Thursday, November 6, 2014

A Generic Web of Citation/The Necessity of Consensus, A Blog in Two Parts

When Anna and I first set out to design our tool, we at once felt the shadow of our last build-a-tool assignment looming over our shoulder. I can’t speak for Anna, but I feel like the tools we built last time were a constraint on this assignment, limiting our invention of new or unique tools. Alternatively, I think we might have a limited number of genres in mind when it comes to research tools, since research is such a goal-directed and constrained endeavor to begin with. Together, these two constraints led to the two of us hemming and hawing about the tool we designed, for fear that what we designed would be too similar to what came before. And to a degree, what Anna and I decided upon was similar to the tool Joe and I designed way back when, in that it focuses on creating and visualizing an intertext of citation centered around a certain concept. But instead of coming up with threshold concepts related to a turn, we arbitrarily took Dr. Graban’s selection of articles as the genre canon that would be the locus of our tool. With these as our focal point, we wanted to trace the ancestry and subsequent influence of this turn and visualize it in such a way that the app could be generative to a user. Navigating either forward or backward in time, a scholar could return to the early genre theorists like Bakhtin to potentially find a different point of intellectual departure; or alternatively, one could trace citations into the future to see how the ideas of the “genre-turn” have evolved and been adopted by others in the field.

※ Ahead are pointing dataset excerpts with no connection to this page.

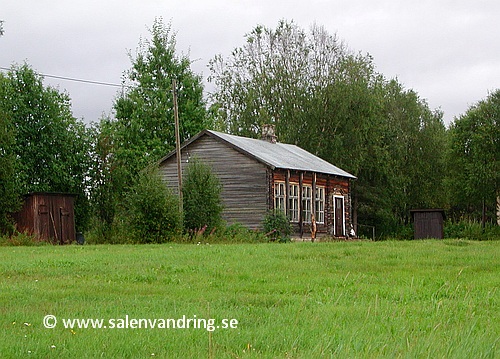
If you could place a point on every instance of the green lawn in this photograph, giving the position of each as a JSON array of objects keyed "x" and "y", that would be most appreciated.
[{"x": 412, "y": 299}]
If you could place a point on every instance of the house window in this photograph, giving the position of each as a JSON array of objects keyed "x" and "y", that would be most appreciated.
[
  {"x": 320, "y": 204},
  {"x": 279, "y": 196},
  {"x": 293, "y": 203},
  {"x": 306, "y": 203}
]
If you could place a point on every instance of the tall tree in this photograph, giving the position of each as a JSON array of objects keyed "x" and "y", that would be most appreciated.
[
  {"x": 143, "y": 128},
  {"x": 332, "y": 102},
  {"x": 9, "y": 196},
  {"x": 51, "y": 146},
  {"x": 474, "y": 159}
]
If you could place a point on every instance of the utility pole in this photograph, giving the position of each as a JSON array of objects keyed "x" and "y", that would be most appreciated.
[{"x": 177, "y": 143}]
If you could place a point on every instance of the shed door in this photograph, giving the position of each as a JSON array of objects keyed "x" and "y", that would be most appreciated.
[{"x": 339, "y": 224}]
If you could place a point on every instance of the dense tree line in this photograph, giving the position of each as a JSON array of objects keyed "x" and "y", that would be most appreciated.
[
  {"x": 317, "y": 92},
  {"x": 332, "y": 102}
]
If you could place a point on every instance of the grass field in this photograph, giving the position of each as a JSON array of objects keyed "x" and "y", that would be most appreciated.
[{"x": 411, "y": 299}]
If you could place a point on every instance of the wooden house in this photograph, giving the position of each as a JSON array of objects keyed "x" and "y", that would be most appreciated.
[
  {"x": 260, "y": 175},
  {"x": 48, "y": 217}
]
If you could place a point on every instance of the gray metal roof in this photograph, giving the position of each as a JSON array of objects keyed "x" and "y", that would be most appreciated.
[{"x": 280, "y": 155}]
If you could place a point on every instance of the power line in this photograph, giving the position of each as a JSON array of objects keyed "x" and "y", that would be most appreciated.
[{"x": 76, "y": 80}]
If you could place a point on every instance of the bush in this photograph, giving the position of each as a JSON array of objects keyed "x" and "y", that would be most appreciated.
[
  {"x": 277, "y": 226},
  {"x": 201, "y": 193},
  {"x": 152, "y": 211}
]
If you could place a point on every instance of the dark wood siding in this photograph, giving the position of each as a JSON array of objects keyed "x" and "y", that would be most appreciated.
[
  {"x": 428, "y": 223},
  {"x": 334, "y": 186},
  {"x": 48, "y": 216},
  {"x": 244, "y": 180}
]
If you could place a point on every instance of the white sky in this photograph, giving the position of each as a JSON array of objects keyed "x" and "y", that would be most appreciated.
[{"x": 446, "y": 50}]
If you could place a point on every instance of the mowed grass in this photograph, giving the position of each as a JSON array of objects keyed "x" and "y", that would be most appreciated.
[{"x": 413, "y": 299}]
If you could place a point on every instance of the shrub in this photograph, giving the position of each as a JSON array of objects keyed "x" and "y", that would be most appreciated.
[
  {"x": 152, "y": 210},
  {"x": 277, "y": 226},
  {"x": 201, "y": 193}
]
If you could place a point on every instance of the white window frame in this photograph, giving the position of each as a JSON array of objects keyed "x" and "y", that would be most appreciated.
[
  {"x": 335, "y": 211},
  {"x": 293, "y": 202},
  {"x": 306, "y": 203},
  {"x": 279, "y": 196},
  {"x": 319, "y": 204}
]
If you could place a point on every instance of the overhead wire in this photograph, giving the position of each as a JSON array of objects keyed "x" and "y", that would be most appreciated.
[{"x": 66, "y": 78}]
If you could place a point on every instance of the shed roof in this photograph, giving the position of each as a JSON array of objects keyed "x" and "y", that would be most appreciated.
[{"x": 275, "y": 155}]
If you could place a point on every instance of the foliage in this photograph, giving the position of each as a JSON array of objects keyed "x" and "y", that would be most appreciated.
[
  {"x": 473, "y": 161},
  {"x": 9, "y": 196},
  {"x": 152, "y": 210},
  {"x": 51, "y": 147},
  {"x": 277, "y": 226},
  {"x": 345, "y": 300},
  {"x": 332, "y": 102},
  {"x": 201, "y": 193},
  {"x": 143, "y": 128}
]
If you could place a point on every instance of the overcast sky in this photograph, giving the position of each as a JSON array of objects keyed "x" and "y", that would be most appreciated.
[{"x": 448, "y": 51}]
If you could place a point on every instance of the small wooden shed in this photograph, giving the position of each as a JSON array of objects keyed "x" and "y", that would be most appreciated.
[
  {"x": 428, "y": 223},
  {"x": 48, "y": 216}
]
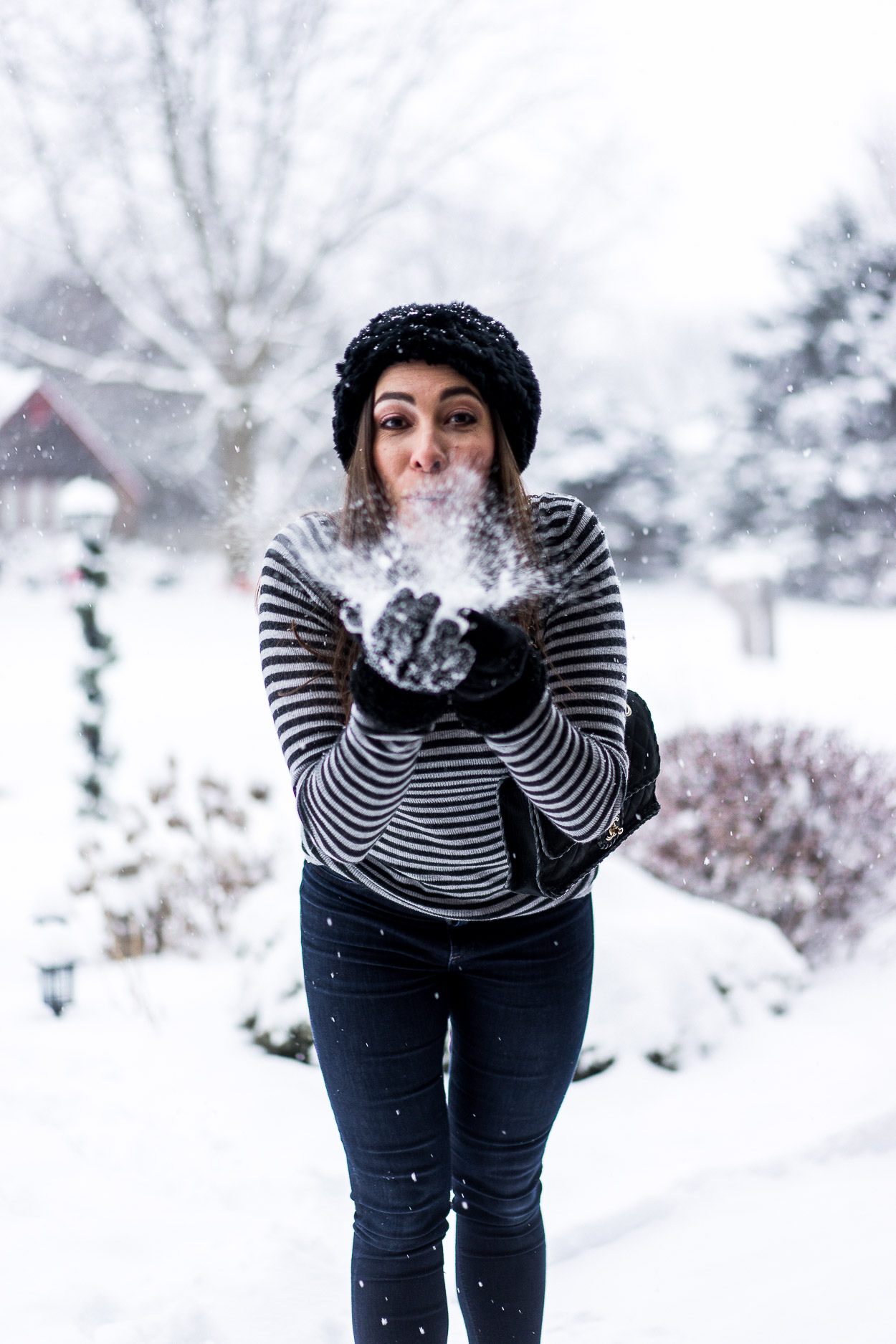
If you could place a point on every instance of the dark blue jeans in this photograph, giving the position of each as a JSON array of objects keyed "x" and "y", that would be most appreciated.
[{"x": 382, "y": 988}]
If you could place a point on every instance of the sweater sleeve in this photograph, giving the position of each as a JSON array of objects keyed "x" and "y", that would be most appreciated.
[
  {"x": 348, "y": 780},
  {"x": 568, "y": 757}
]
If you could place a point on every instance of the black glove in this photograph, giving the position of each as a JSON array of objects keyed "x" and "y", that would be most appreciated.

Looking at this week’s readings and the scholars they draw upon, I’ve seen lots of familiar names—some I expected and some that surprised me. Bitzer, Burke, and Bakhtin were no surprise, as they figure so heavily into what we do in rhet/comp. Even Halliday has a connection to linguistics. But two names I didn’t expect to see in relation to genre and community were Kuhn and Rorty. Evoking Kuhn in relation to community makes sense because his Structure of Scientific Revolutions is a sociological/social psychological study of the scientific community; implicit within that work are scientific genres, as uniform methods of reporting experimental results are part of the initial construction of a scientific paradigm. Kuhn ultimately concludes that scientific epistemology is inherently social, despite its pervasive claim to truth—a “truth” we see in scientific views of writing as just a means of transmitting results, not inflected with ideology at all. Rorty attempts to take up Kuhn and expand him to all discursive communities, and I think actually falls short by suggesting that abnormal discourse acts in ignorance of or willingly flouts genre conventions. And maybe Rorty is being misrepresented here in Trimbur, but that doesn’t align with my understanding of Kuhn. While “revolutionary” scientists are trying to change fundamental beliefs about the universe, they keep some consistency with conventions so experiments can be replicated or they work under some of the same procedures and assumptions as the rest of science—a far cry from abandoning the conventions of a community completely.


What I’m getting at here is that even in scientific revolutions—a space of active rhetorical dissensus that generates new consensus—there must remain some underlying consensus among the participants of a group. There remains in that social system an element of stability, and there will inevitably be excluded discourses. Given that, I’m not sure if I follow Trimbur’s idea that consensus should be considered unattainable. Kuhnian epistemology calls for periods of de-stabilized discourse, but ultimately a balance is restored. In science, its fairly easy to see how “abnormal” discourses are suppressed because empirical evidence doesn’t support the Othered discourse; its obviously not as easy to reach stability when we are dealing with people and different ways of speaking/writing/knowing, but embracing dissensus in the name of an unattainable consensus seems just as utopian as the consensus Trimbur proposes. So, I guess ultimately I’m coming down on the side of collaborative learning that is indeed collaborative. Introducing students to a discourse community—whether the Academy or the realm of writing as a whole—providing some guidelines or genre conventions, or even the notion of genre itself, and tasking students with working through these discourses together; both with each other and with the teacher.